It’s time to unite America, and Juneteenth could be a day of appeasement and reconciliation. In Talbot County, some wish to honor Maryland soldiers who fought for the Confederate Army. Others feel embarrassed by a symbol of segregation on the lawn of the City Court House. Can we find a solution? Yes, we can, but first, let’s pull apart our passions and understand what Talbot Boys and Move the Monument represent.

Let’s be honest; we all know that the statue is not a harmless monument. It was built in 1916, crowning a chain of segregation hostilities against recently freed slaves. In 1870, five years after the Union Army liberated the last slaves in Galveston, Texas, the Maryland Congress rejected the Fifteen Amendment, which assured African Americans voting rights. And more, three amendments were proposed to our state Constitution limiting African Americans’ right to vote: the Poe Amendment (1905), the Strauss Amendment (1908), and the Digges Amendment (1910). All of them were rejected by Maryland voters, indicating that the majority did not support racist proposals.

Unfortunately, right after the Civil war, former slaves were free but separated. Jim Crow times. African Americans, war heroes or not, had limited access to schools and were restricted to assigned seats in trains, steamboats, and streetcars. In 1884, the Maryland legislature passed laws making interracial marriage a punishable crime, and in 1910, a Baltimore city ordinance prohibited African Americans from buying or living in houses on blocks where most occupants were white. Tough times for African Americans, and those were the days when monuments were erected all over the Southern states, celebrating the Confederate States Army. One of them, the South Defenders Monument in Lake Charles, Louisiana, is an exact twin statue of the Talbot Boys and was funded by the Daughters of the Confederacy. An organization that also financed a Ku Klux Klan monument in Concord, North Carolina.

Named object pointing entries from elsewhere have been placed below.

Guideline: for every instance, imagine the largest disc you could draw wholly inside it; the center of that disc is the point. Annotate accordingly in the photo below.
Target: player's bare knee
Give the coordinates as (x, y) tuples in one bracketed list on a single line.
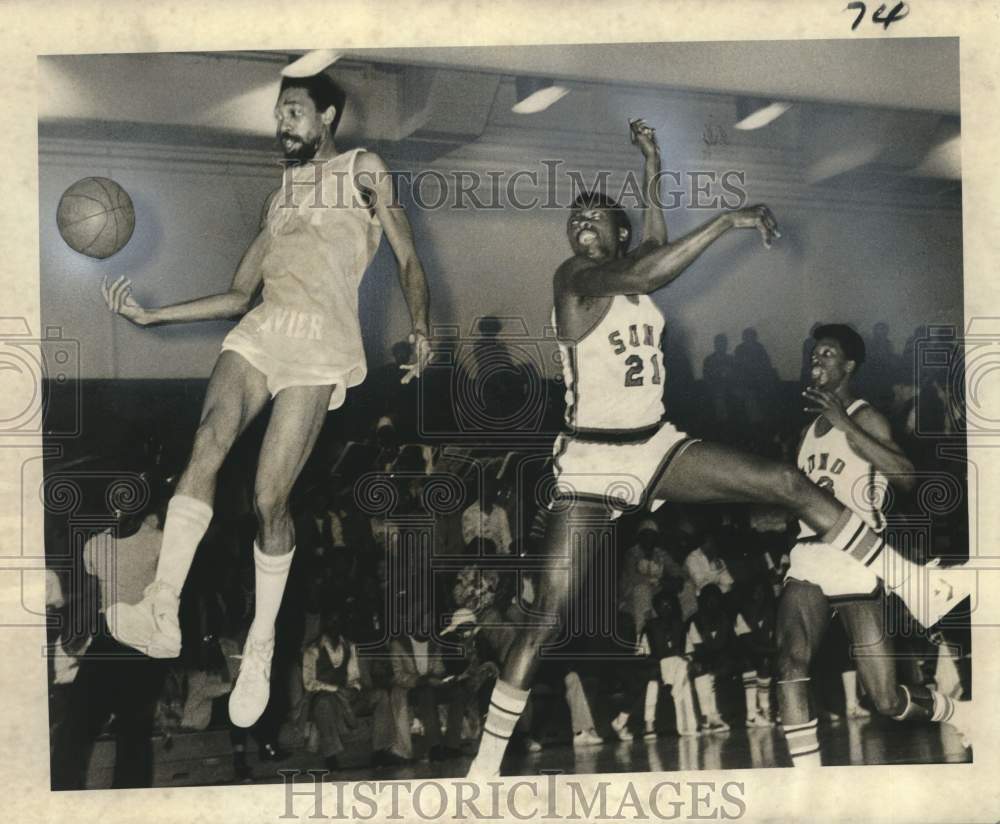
[(787, 486), (270, 505)]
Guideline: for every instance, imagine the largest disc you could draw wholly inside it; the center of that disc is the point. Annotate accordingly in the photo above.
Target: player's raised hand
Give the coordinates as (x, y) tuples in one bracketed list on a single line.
[(757, 217), (644, 136), (421, 358), (118, 296)]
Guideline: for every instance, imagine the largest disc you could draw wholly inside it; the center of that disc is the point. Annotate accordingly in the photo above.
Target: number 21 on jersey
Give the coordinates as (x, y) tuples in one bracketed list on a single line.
[(634, 375)]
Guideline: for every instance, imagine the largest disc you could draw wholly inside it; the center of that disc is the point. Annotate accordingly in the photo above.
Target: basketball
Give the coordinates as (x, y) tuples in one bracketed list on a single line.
[(95, 217)]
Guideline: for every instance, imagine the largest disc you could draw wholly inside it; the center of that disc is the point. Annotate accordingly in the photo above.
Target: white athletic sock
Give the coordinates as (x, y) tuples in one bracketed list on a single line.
[(271, 573), (803, 744), (506, 705), (750, 692), (687, 723), (850, 679), (764, 697), (649, 710), (186, 524), (704, 685)]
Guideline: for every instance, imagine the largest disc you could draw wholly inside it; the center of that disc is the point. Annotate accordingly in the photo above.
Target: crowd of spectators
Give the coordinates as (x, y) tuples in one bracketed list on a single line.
[(413, 567)]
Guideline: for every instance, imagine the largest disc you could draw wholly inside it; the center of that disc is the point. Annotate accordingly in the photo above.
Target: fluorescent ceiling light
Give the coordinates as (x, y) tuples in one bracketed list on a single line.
[(534, 95), (761, 117)]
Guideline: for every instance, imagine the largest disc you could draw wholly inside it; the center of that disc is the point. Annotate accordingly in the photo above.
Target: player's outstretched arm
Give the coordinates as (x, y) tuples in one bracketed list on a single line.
[(869, 435), (652, 270), (654, 224), (231, 303), (373, 176)]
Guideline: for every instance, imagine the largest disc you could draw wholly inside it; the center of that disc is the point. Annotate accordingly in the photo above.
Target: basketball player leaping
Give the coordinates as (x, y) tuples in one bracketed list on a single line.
[(300, 346), (617, 452), (848, 449)]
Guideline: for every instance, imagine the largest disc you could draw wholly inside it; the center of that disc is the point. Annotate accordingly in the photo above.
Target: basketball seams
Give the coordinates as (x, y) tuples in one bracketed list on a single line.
[(110, 199), (97, 237)]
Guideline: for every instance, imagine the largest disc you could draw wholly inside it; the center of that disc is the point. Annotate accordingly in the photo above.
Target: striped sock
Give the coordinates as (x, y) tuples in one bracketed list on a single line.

The purpose of the statue we have on the lawn of the City Court House was not to honor civil war soldiers but to perpetuate the principles of secessionism. And its days are over. If not now, it’s just a matter of time. The more African Americans are empowered, and the more non-African Americans understand what it represents, the louder the pressure will be for moving the monument. Why wait? The statue symbolizes hate and brings to the African American community memories of shame and suffering. Do we really need it?

It’s also true, however, that the Civil War is an essential part of our history, and we should celebrate those who fought in it. Maryland and Talbot County are in a unique position. We were in the middle ground and had fighters from both sides. We could respect the memory of Lloyd Tilghman, a hero for the Confederates born in Claiborne, and we should also celebrate the eighteen former slaves from Unionville who fought for the Union and beat General Lee in Appomattox. They were all from Talbot County, and they bravely fought for their beliefs. Thanks to their pain and blood, we now sing the same National Anthem and pledge allegiance to the flag and the indivisible nation it represents. It does not matter if they died or survived; it does not matter if they won or lost, and it doesn’t matter if their skin was black or white. We should honor them all. They were all Americans.

A proposal exists to build another statue for the Union soldiers near the Talbot Boys. Still, it is not a solution since it will perpetuate an undesirable division. A better solution, consistent with our history and respectful of our sentiments, would be to replace the Talbot Boys with a monument to all Maryland soldiers who fought in the Civil War. We have a whole future ahead of us, and our actions will pave the way for our children. We do not need resentments and unnecessary disagreements. We must preserve an indivisible Talbot of which all of us could be proud.